Örneğin birkaç tanesi şöyle:
‘Yoksullara yardım elini uzatacağız’, ‘Halkla beraber yöneteceğiz’ , ‘Ötekileştirmeyeceğiz’ , ‘Adam kayırmayacağız’ , ‘Şeffaf olacağız’ , ‘Rüşvet almayacağız’ , ‘İsraf etmeyeceğiz’ , ‘ Çocuk parkları yapacağız’ , ‘Bisiklet yolları yapacağız’ , ‘ Çeşmeler yapacağız’ , ‘Tramvay hattı kuracağız’ , ‘Otoparkları çoğaltacağız’, ‘Asfalt dökeceğiz’, ‘Öğrencilere ücretsiz paso vereceğiz’, ‘Aşevleri kuracağız’ , ‘Hastane yapacağız’, ‘ Çevreyi koruyacağız’ , ‘ Ağaç dikeceğiz’, ‘ Emlak vergilerini indireceğiz’ , ‘ Altgeçit, üstgeçit, tüp geçit inşa edeceğiz’

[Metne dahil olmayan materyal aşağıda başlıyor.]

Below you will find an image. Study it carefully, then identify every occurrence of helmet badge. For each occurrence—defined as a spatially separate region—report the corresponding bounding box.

(Tabi ki hepsi bu türden değil. Arada dikkat çeken, farklı, heyecan veren bazı projeler de mevcut elbette.)
Politikacılara sözüm şu:
Günü kurtarmak, günlük ihtiyaçları gidermek ve şartları iyileştirmek için; bunlar ve bu türden şeyler güzel ve de gerekli olabilir. Hiçbirine itirazımız yok.

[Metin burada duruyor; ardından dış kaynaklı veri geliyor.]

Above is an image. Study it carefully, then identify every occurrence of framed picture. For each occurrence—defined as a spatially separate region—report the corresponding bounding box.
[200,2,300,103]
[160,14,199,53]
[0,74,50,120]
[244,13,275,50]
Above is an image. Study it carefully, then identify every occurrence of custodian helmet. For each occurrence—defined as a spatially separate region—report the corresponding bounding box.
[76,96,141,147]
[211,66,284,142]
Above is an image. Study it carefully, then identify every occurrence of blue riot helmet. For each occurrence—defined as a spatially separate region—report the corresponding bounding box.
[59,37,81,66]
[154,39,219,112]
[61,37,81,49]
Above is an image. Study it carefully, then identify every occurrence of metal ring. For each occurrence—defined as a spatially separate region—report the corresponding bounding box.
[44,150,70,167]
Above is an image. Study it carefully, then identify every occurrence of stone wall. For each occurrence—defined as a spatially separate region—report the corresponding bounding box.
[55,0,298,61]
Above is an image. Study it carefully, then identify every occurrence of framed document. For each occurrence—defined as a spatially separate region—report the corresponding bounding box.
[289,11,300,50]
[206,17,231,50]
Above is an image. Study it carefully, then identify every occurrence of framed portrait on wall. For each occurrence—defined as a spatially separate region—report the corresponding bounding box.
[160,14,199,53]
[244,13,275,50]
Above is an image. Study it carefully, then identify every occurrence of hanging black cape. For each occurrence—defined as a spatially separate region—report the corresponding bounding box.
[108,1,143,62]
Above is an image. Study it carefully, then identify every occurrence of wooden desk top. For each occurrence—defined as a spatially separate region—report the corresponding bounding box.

Bunlarla birlikte; gelişen, değişen ve dönüşen dünyada, insanları geleceğe hazırlayan, içinde bulunduğu yarışta ülkemizin mesafe almasını hızlandıracak türden vaat ve proje sayısının – ağırlığının da, en azından aynı oranda düşünülerek sunulması cazip olacaktır.
Biraz da ‘inovasyon’ şart yani!
Ben ‘beka’ meselesine bu açıdan bakıyorum.
Ha! ‘Kime oy vermen gerekir?’ meselesine gelince:
Sen bilirsin kardeşim. Onu da ben mi söyleyeceğim!
BİLGİ NOTU: ‘İnovasyon’ bilim ve teknolojinin, ekonomik ve toplumsal yarar sağlayacak şekilde yenilenmesi sürecidir. Yani inovasyon; üreticiliğin ticari ustalıkla birleştirilmesiyle, geleceği üretmekle ve sürdürülebilir karlı büyümeyi sağlamakla ilgilidir.